Journalist Casey Newton uses AI tools not to write his columns, but to fact-check them after they're written. He finds that feeding his completed text into an LLM is a surprisingly effective way to catch factual errors, a significant improvement in model capability over the past year.
Simply creating an LLM judge prompt isn't enough. Before deploying it, you must test its alignment with human judgment. Run the judge on your manually labeled data and analyze the results in a confusion matrix. This helps you see where it disagrees with you (false positives/negatives) so you can refine the prompt and build trust.
A significant portion (30-50%) of statistics, news, and niche details from ChatGPT are inferred and not factually accurate. Users must be aware that even official-sounding stats can be completely fabricated, risking credibility in professional work like presentations.
To maintain quality, 6AM City's AI newsletters don't generate content from scratch. Instead, they use "extractive generative" AI to summarize information from existing, verified sources. This minimizes the risk of AI "hallucinations" and factual errors, which are common when AI is asked to expand upon a topic or create net-new content.
Before publishing, feed your work to an AI and ask it to find all potential criticisms and holes in your reasoning.
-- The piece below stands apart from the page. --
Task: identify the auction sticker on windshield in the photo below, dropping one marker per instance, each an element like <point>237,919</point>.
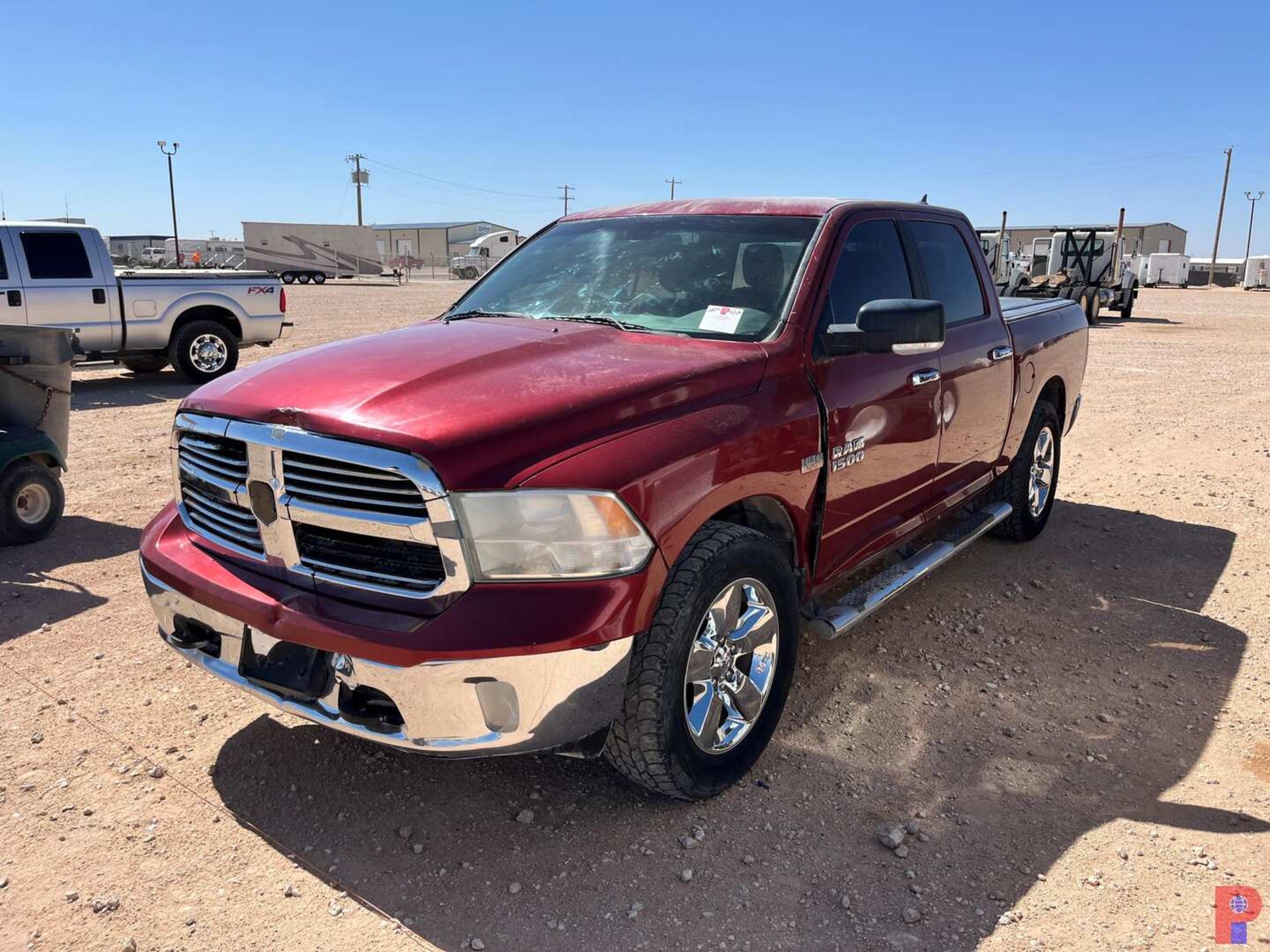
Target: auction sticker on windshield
<point>720,319</point>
This pre-publication stress test helps identify blind spots you would otherwise miss, leading to stronger, more defensible arguments.
When using LLMs to analyze unstructured data like interview transcripts, they often hallucinate compelling but non-existent quotes. To maintain integrity, always include a specific prompt instruction like "use quotes and cite your sources from the transcript for each quote." This forces the AI to ground its analysis in actual data.
Prompting a different LLM model to review code generated by the first one provides a powerful, non-defensive critique. This "second opinion" can rapidly identify architectural issues, bugs, and alternative approaches without the human ego involved in traditional code reviews.
Treat ChatGPT like a human assistant. Instead of manually editing its imperfect outputs, provide direct feedback and corrections within the chat. This trains the AI on your specific preferences, making it progressively more accurate and reducing your future workload.
AI models tend to be overly optimistic. To get a balanced market analysis, explicitly instruct AI research tools like Perplexity to act as a "devil's advocate." This helps uncover risks, challenge assumptions, and makes it easier for product managers to say "no" to weak ideas quickly.
Unlike consumer chatbots, AlphaSense's AI is designed for verification in high-stakes environments. The UI makes it easy to see the source documents for every claim in a generated summary. This focus on traceable citations is crucial for building the user confidence required for multi-billion dollar decisions.
Advanced AI tools like "deep research" models can produce vast amounts of information, like 30-page reports, in minutes. This creates a new productivity paradox: the AI's output capacity far exceeds a human's finite ability to verify sources, apply critical thought, and transform the raw output into authentic, usable insights.